MWCC's 100-day construction project

PHOTO/GRANT WELKER Associate Vice-President of Facilities Management Jon Wyman (left) and Dean of Students Jason Zelesky, outside the MWCC Bemis Student Center
Grant Welker Construction inside the Bemis Student Center in late August.
Courtesy/MWCC A rendering of the completed student center.

Mount Wachusett Community College students may have had a busy summer, but so did construction workers on campus.

When students left in May at the end of the spring semester, an area off the campus' main building was still a drab entrance with little activity. In just over three months – beginning the day after graduation ceremonies – it has been transformed into the college's first significant space dedicated to students.

“They couldn't believe that this was for them,” Dean of Students Jason Zelesky said of a group of returning students who first toured the new space in the fall semester.

Finally, it is. For years, students were confined to a ping-pong table and little more than a dozen or so seats. Students never had a lounging area to watch cable TV or an outdoor area with WiFi.

As the college grew by more than one-fourth during the recession, to more than 3,200 full-time equivalent students, the space strain became only more apparent. Students began using the library as a hang-out spot, but were making too much noise.

Making up for lost time

The new 4,500-square-foot Bemis Student Center, built for $3.5 million, is making up for those years of students being shortchanged – six times larger than the former student space, which surveys showed had rankled students.

“Before, no one would go in there,” Zelesky said of the cramped student center near where the new one was built.

“No windows, just dark,” added Jon Wyman, the associate vice president of facilities management.

The new center is only the second new student space opened in recent decades at the Gardner campus. The $41-million, 44,000-square-foot Dr. Daniel M. Asquino Science Center opened a year ago.

Up like a carny ride

Mount Wachusett's Bemis Student Center needed to be rushed in order to fit in between the spring and fall semesters. Workers put in 10-hour days for six days a week. The contractor, Erland Construction of Burlington, and architect, Prellwitz Chilinski Associates of Cambridge, were hired at the same time. Furniture has been stored in a warehouse and other material has been stored near the building's loading dock awaiting the right time to be installed.

“They couldn't believe we could pull it off,” Zelesky said of students' expectations before construction began.

The work was on track to be ready by the first day of fall classes Sept. 5, giving just enough extra time before a planned welcome-back barbecue and ribbon-cutting event Sept. 13.

The space includes new offices for the campus police, which before were confined to a smaller, less-accessible location.

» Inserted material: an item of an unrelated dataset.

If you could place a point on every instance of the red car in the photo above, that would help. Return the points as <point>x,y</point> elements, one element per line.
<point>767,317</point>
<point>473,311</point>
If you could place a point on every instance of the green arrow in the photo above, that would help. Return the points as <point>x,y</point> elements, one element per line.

More trees and landscaping will be planted, and outdoor seating will be added for the first time.

The center was named after Bemis Associates in Shirley, which gave a $500,000 donation. Steve Howard, the CEO of Bemis subsidiary and thermoplastics compounder PolyVisions Inc., is a Mount Wachusett trustee.

The local building boom

Framingham State College, Clark University and Quinsigamond Community College all opened new buildings last year, and five other area colleges have opened new buildings in the past five years. Next year, the College of the Holy Cross expects to open its $95-million Luth Athletic Complex, and Worcester Polytechnic Institute its $49-million Foisie Innovation Studio & Messenger Residence Hall. Holy Cross in August unveiled plans for a new $92-million arts and performance building.

Nationally, college construction has slowed in recent years, according to a report last year by the infrastructure consultant Sightlines.

Around 2006, colleges were adding more square-footage than at any point since the 1970s, but by 2015, construction had slowed to the lowest point since the '50s, Sightlines found in a survey of 377 colleges.

At the same time, college enrollment has fallen nationwide in each semester since the fall of 2011, according to the National Student Clearinghouse Center. In Massachusetts, enrollment has fallen slightly in five of the past six semesters through the spring of 2017.